# Oh well done love...



## Leg (Jan 11, 2006)

Wife went to Dublin on the plane with her sister this morning, her sister is 5'10'' (reason why i told you this, keep reading).

Im picking them up from the airport supposedly in her practical car WHICH SHE HAS TAKEN THE KEYS FOR!

So, me, 6 year old, 9 year old and her and her sister are coming back from Manchester airport in the TT, should be interesting.

Daft cow.


----------



## davidg (Sep 14, 2002)

We need pics :lol: :lol: :lol:


----------



## saint (Dec 6, 2002)

davidg said:


> We need pics :lol: :lol: :lol:


Yeah - just to see if ugly runs in the family


----------



## Toshiba (Jul 8, 2004)

:lol:


----------



## Leg (Jan 11, 2006)

saint said:


> davidg said:
> 
> 
> > We need pics :lol: :lol: :lol:
> ...


People in glass houses....

http://www.********.co.uk/ttforumbbs/vi ... 072#896072


----------



## Leg (Jan 11, 2006)

Oh, I gave it up as soon as I put the kids in, 2 adults and 2 kids is the limit. Took em to the in laws instead and went on my own, it just wasnt gonna happen.


----------



## episteme (Mar 30, 2006)

Leg said:


> Oh, I gave it up as soon as I put the kids in, 2 adults and 2 kids is the limit. Took em to the in laws instead and went on my own, it just wasnt gonna happen.

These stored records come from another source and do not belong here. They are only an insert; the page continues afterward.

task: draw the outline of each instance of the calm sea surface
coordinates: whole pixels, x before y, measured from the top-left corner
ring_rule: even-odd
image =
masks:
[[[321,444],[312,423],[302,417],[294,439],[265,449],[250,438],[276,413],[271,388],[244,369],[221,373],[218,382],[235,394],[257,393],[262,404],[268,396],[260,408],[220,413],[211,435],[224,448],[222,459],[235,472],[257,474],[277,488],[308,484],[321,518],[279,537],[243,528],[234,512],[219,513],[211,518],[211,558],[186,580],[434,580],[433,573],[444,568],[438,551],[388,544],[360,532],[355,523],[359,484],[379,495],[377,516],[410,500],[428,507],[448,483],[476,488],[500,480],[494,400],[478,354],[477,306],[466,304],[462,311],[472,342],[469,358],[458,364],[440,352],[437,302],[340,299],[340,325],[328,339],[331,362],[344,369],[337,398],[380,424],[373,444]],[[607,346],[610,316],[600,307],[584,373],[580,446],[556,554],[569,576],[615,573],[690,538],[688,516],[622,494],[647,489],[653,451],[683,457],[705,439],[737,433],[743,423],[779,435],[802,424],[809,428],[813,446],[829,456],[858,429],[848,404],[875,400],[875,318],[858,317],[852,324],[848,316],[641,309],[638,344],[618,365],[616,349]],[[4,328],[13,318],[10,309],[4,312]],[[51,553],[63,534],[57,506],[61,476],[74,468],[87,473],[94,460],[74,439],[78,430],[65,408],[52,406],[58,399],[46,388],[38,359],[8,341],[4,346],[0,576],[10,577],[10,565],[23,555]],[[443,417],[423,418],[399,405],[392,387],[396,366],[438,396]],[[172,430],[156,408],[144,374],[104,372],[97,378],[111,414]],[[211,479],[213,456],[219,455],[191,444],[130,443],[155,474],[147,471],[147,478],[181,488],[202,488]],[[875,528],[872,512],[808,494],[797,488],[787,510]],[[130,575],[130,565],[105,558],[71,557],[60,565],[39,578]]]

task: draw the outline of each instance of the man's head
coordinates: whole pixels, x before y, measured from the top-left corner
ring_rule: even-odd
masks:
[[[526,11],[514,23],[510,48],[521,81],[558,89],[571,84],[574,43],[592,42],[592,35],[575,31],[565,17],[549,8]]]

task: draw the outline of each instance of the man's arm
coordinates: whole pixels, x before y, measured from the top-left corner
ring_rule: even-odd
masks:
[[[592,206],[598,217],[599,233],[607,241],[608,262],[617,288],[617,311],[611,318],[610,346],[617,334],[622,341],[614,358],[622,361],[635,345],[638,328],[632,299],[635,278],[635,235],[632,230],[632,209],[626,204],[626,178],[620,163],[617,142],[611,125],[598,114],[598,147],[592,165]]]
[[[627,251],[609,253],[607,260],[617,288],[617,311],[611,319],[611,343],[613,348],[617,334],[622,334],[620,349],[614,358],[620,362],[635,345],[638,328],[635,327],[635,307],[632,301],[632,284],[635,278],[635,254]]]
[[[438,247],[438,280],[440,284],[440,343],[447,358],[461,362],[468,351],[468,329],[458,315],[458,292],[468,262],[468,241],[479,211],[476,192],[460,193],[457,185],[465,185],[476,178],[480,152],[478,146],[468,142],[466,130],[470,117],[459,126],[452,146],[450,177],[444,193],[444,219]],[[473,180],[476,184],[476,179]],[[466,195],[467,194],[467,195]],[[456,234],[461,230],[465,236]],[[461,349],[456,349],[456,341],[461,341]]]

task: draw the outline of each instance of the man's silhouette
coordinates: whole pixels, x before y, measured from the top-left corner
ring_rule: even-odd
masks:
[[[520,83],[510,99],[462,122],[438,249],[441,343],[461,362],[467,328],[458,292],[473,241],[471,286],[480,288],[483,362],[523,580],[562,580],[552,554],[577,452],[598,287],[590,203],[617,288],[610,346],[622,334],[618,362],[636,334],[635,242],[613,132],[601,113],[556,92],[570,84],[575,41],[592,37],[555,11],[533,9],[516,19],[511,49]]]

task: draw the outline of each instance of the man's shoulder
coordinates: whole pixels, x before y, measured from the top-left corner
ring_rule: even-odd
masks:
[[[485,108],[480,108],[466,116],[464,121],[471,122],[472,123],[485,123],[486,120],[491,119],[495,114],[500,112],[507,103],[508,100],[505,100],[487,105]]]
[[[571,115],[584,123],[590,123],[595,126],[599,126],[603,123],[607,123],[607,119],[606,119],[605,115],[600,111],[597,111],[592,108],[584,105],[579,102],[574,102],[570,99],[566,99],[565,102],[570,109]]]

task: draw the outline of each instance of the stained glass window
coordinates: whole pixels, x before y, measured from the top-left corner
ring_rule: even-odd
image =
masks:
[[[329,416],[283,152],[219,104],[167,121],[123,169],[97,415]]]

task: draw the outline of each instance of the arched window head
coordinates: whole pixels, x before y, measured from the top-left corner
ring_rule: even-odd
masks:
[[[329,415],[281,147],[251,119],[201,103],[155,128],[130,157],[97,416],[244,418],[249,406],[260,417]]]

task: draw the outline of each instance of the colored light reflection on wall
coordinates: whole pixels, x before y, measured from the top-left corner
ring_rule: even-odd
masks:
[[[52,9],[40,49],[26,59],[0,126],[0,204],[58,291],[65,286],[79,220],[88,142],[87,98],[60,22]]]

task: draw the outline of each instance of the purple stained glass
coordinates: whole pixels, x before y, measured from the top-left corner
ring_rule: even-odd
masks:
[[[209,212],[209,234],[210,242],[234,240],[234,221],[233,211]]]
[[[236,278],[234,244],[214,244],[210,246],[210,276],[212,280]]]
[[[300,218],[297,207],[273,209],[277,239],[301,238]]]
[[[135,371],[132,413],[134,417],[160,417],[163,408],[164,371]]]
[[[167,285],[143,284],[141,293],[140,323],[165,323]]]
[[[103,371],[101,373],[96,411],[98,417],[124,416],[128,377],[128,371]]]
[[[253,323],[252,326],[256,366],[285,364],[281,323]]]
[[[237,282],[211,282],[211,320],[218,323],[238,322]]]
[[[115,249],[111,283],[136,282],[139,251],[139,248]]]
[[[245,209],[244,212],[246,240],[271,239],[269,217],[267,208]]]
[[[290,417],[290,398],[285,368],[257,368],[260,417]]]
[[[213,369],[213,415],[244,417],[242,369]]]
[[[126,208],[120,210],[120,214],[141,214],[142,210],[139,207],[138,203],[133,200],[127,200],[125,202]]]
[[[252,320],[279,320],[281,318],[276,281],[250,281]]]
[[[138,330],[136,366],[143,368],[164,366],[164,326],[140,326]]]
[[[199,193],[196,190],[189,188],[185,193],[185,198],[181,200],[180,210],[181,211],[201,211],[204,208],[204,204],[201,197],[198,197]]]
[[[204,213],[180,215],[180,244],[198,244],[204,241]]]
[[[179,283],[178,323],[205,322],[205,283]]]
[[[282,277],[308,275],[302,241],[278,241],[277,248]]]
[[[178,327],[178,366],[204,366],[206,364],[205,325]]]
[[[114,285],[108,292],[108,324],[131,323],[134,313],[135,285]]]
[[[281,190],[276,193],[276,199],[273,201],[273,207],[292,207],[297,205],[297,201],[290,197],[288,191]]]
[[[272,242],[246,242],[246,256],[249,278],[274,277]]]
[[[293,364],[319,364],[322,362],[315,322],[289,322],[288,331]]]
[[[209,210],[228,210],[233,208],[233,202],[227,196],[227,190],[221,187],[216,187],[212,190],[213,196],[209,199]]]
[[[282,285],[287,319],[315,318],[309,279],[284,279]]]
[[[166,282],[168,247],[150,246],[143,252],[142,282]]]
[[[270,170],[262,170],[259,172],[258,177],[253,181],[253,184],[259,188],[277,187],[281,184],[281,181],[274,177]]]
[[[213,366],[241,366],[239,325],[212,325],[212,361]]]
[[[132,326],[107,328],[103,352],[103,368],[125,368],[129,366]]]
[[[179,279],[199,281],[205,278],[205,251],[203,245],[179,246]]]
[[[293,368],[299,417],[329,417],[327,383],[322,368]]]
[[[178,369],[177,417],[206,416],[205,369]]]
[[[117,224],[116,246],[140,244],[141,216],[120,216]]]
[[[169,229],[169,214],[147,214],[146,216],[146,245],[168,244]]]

Put the back seat down, numb nuts. I've got 6 adults in my car (including me) - Admittedly, it's hardly "first class" travel, but frankly, who cares? I'm the one driving.


----------



## Leg (Jan 11, 2006)

episteme said:


> Leg said:
> 
> 
> > Oh, I gave it up as soon as I put the kids in, 2 adults and 2 kids is the limit. Took em to the in laws instead and went on my own, it just wasnt gonna happen.
> ...


Unfortunately I'm not married to an airhead bint, my wife would kill me if i turned up with kids not on boosters and not wearing seatbelts and as for putting her in the boot, she is way too classy for that. I cant speak for her sister although she has her own extremely safe looking airbags.


----------



## episteme (Mar 30, 2006)

Leg said:


> episteme said:
> 
> 
> > Leg said:
> ...


:lol: :lol: hahahaahhaha, made me spit my water out  Bastard.


----------



## Private Prozac (Jul 7, 2003)

Leg said:


> I cant speak for her sister although she has her own extremely safe looking airbags.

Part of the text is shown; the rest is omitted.